Pourquoi l'inscription de l'IVG dans la Constitution pourrait faire "pschitt" ?

Ce 24 novembre, les députés ont adopté l'inscription du droit à l'interruption de grossesse volontaire dans la constitution. Après un passage périlleux au Sénat, la loi devra être soumise à référendum, selon le bon vouloir du président de la République.

L'image est forte et hautement symbolique. À la sortie de l'Assemblée nationale, les députées de la Nupes ont entonné l'hymne du Mouvement de libération des femmes (MLF) "Debout les femmes".

Les élues célèbrent l'adoption de la proposition de révision constitutionnelle permettant d'inscrire le droit à l'avortement dans la Constitution. 

 

Une victoire pour la Nupes ?  Pas si sûr. Sa mise en place dépend en réalité du bon vouloir du Sénat, mais aussi du président, Emmanuel Macron.

Un passage périlleux par le Sénat 

Pour être adoptée, la révision doit être votée en termes identiques par l'Assemblée nationale et le Sénat. Contrairement à une loi ordinaire, où ce sont les députés qui ont le dernier mot en cas de désaccord avec les sénateurs, les deux chambres peuvent, cette fois, bloquer la proposition.

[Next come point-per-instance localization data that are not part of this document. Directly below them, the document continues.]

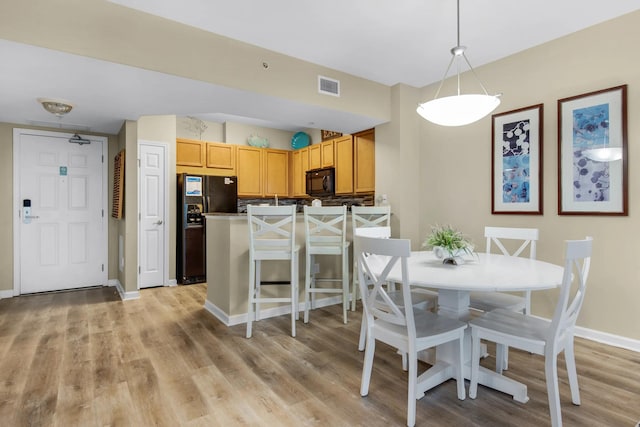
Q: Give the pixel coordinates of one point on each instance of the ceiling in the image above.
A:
(406, 41)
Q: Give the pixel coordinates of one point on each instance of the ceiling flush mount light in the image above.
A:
(458, 110)
(58, 107)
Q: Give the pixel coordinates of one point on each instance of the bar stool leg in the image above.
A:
(252, 281)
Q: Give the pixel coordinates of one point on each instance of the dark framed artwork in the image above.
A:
(592, 153)
(516, 166)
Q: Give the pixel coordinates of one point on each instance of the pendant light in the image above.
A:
(459, 109)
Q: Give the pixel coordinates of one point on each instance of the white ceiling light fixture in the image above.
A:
(458, 110)
(58, 107)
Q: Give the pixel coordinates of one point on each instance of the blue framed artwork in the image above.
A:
(592, 153)
(516, 167)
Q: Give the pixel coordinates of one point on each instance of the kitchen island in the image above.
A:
(227, 240)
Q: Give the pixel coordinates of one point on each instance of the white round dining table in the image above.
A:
(479, 272)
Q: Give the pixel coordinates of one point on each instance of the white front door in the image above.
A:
(153, 216)
(60, 240)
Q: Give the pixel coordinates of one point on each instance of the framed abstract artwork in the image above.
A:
(516, 166)
(592, 153)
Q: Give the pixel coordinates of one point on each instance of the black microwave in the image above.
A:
(321, 182)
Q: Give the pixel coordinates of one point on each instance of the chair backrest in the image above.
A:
(376, 258)
(271, 231)
(379, 232)
(574, 284)
(325, 225)
(529, 237)
(370, 216)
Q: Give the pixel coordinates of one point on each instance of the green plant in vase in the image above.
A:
(448, 243)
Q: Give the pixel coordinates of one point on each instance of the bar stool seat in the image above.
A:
(271, 238)
(325, 234)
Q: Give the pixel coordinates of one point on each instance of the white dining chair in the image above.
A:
(325, 234)
(367, 217)
(272, 237)
(518, 242)
(540, 336)
(408, 330)
(525, 239)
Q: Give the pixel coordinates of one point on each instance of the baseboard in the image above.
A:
(6, 294)
(124, 296)
(609, 339)
(240, 319)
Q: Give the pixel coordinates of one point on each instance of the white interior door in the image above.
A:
(61, 241)
(152, 229)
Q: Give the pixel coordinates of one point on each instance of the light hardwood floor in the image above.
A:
(85, 358)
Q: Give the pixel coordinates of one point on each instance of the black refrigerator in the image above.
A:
(198, 194)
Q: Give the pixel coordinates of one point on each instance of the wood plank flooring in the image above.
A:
(85, 358)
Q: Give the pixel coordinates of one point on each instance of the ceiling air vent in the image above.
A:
(328, 86)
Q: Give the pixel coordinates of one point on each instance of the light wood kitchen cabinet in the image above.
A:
(299, 167)
(315, 156)
(327, 158)
(249, 171)
(344, 164)
(190, 153)
(276, 173)
(364, 162)
(220, 155)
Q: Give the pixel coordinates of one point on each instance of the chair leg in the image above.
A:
(257, 284)
(459, 368)
(411, 392)
(571, 371)
(354, 286)
(475, 363)
(307, 286)
(367, 365)
(553, 394)
(294, 295)
(501, 349)
(252, 279)
(345, 284)
(363, 332)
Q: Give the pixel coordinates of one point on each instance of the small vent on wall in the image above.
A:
(328, 86)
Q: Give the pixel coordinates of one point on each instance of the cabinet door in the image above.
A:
(221, 156)
(249, 171)
(315, 156)
(189, 153)
(327, 153)
(300, 164)
(276, 173)
(364, 162)
(344, 165)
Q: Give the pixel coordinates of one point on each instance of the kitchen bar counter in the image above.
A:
(227, 239)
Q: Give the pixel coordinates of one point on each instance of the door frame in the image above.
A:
(17, 208)
(165, 223)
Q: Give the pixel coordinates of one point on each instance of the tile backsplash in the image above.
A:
(349, 200)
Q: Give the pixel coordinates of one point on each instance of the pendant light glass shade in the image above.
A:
(459, 109)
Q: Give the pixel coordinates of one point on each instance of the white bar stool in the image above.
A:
(272, 237)
(325, 232)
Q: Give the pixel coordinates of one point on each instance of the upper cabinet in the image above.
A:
(276, 172)
(315, 156)
(343, 148)
(249, 171)
(364, 162)
(299, 167)
(220, 155)
(190, 153)
(327, 157)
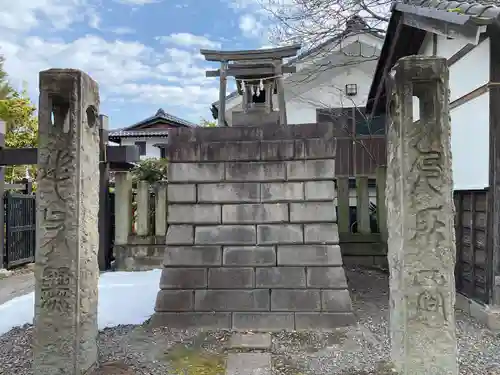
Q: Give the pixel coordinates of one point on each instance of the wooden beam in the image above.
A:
(249, 71)
(271, 53)
(29, 156)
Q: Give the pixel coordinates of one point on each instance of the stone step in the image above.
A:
(250, 341)
(248, 364)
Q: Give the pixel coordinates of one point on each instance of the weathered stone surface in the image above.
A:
(326, 277)
(232, 300)
(66, 269)
(194, 214)
(181, 193)
(255, 213)
(336, 301)
(249, 256)
(295, 300)
(225, 235)
(229, 192)
(320, 190)
(280, 277)
(282, 191)
(183, 278)
(312, 212)
(180, 235)
(255, 171)
(195, 172)
(279, 234)
(309, 255)
(420, 220)
(231, 278)
(192, 256)
(321, 233)
(310, 170)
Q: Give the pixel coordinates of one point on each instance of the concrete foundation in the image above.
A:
(252, 239)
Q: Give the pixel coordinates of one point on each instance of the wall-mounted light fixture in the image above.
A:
(351, 89)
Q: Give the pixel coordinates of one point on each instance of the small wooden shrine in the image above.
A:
(259, 75)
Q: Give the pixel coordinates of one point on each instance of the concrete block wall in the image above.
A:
(252, 239)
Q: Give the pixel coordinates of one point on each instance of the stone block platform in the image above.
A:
(252, 240)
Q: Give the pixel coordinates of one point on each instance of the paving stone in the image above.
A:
(250, 341)
(248, 364)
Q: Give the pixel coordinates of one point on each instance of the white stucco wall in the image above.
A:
(306, 92)
(151, 151)
(469, 121)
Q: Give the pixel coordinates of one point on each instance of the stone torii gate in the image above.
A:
(259, 74)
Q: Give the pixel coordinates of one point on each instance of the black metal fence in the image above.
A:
(20, 229)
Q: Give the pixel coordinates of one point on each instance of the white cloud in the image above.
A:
(189, 40)
(250, 26)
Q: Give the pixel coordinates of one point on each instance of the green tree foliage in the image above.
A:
(151, 170)
(18, 112)
(208, 124)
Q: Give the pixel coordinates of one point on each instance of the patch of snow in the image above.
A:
(124, 298)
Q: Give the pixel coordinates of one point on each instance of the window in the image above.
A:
(142, 147)
(163, 152)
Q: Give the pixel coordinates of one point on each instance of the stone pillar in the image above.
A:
(66, 268)
(142, 208)
(123, 206)
(161, 209)
(420, 214)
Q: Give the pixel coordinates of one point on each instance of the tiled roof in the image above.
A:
(131, 131)
(483, 9)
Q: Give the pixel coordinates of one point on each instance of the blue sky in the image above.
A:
(143, 53)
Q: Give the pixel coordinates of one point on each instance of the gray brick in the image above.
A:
(280, 277)
(326, 277)
(194, 214)
(183, 278)
(316, 148)
(265, 321)
(279, 234)
(193, 256)
(230, 151)
(312, 212)
(229, 192)
(174, 300)
(255, 171)
(232, 300)
(195, 172)
(320, 190)
(327, 233)
(230, 278)
(311, 169)
(323, 321)
(277, 150)
(336, 301)
(309, 255)
(255, 213)
(295, 300)
(282, 191)
(184, 320)
(181, 193)
(249, 256)
(180, 235)
(225, 235)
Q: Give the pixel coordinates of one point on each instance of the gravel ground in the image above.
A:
(363, 350)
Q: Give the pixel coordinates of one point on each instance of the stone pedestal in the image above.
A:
(420, 220)
(66, 269)
(252, 240)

Or, le sénat, majoritairement de droite, est opposé à cette révision. Le 11 octobre dernier, déjà, la chambre haute, avait rejeté la proposition de la sénatrice écologiste, Mélanie Vogel, d'inscrire le droit à l’IVG et à la contraception dans la Constitution.

Mais pour Charles Fournier, député écologiste d'Indre-et-Loire, cette fois-ci, ça pourrait passer : "C'est un vrai texte de compromis. La proposition initiale prévoyait aussi l'inscription de la contraception dans la Constitution. Elle a été supprimée alors que c'est bien ce sujet qui a bloqué au Sénat la dernière fois.

L'article 89 de la Constitution 

Si le texte venait à être adopté, rien ne serait acquis pour autant. Il faudrait ensuite que le président de la République organise un référendum, comme le prévoit l'article 89 de la constitution.  

On pourrait penser que le président à obligation de présenter la proposition au référendum. Mais s'il ne le fait pas il n'existe aucun mécanisme qui pourrait le contraindre à le faire.

Jean-Philippe Desrosiers, constitutionaliste

Concrètement, lorsque la révision est à l'initiative de l'Assemblée nationale, "le président de la République doit nécessairement les présenter au référendum", note le site du Conseil constitutionnel.  

En réalité, la constitution n'est pas aussi formelle, comme l'explique le constitutionnaliste Jean-Philippe Desrosiers, " Cette situation n'a pas vraiment de précédent et ne fait pas l'unanimité. On pourrait penser que le président a l'obligation de présenter la proposition au référendum. Mais s'il ne le fait pas, il n'existe aucun mécanisme qui pourrait le contraindre à le faire." 

 

Les enseignements politiques du vote 

Plus que les barrières institutionnelles, cette proposition de révision est riche d'enseignements politiques. Longtemps ambiguë sur la question de l'IVG, la majorité des députés du Rassemblement national ont voté pour.

Parmi eux, le député du Loiret, Thomas Ménagé : "La ligne du parti est très claire sur le sujet. Personne ne remet en cause l'IVG.  Ce n'est pas le débat. Nous étions seulement en désaccord avec la première proposition de révision qui ouvrait la voie à un droit absolu à l'IVG à n'importe quel moment de la grossesse".

Le chemin le plus simple, ce serait que l'exécutif propose un projet de révision pour que le parlement tranche. Il faut qu'ils prennent leurs responsabilités.

Charles Fournier, député écologiste d'Indre-et-Loire

Si le parti de Marine Le Pen a clarifié sa position, celle de ses députés l'est moins. Une quarantaine de parlementaires ont certes voté pour ce texte, mais 13 se sont abstenus et un peu plus de 20 ont voté contre. Chez Les Républicains aussi, le sujet divise. Un tiers des députés ne se sont pas déplacés et seuls 13 députés sur les 62 ont voté "pour".

À gauche et au centre, en revanche, le vote "pour" a fait l'unanimité.  Le député écologiste d'Indre-et-Loire, Charles Fournier, se félicite de cette adoption qu'il juge "historique" et renvoie la balle au gouvernement : "Le chemin le plus simple, ce serait que l'exécutif propose un projet de révision pour que le parlement tranche. Il faut qu'ils prennent leurs responsabilités. D'autant que leurs députés ont voté pour ce texte qui s'est construit sur des compromis".

Reste à savoir s'il sera entendu alors que d'autres sujets brûlants, notamment la réforme des retraites,  arrivent à l'Assemblée nationale.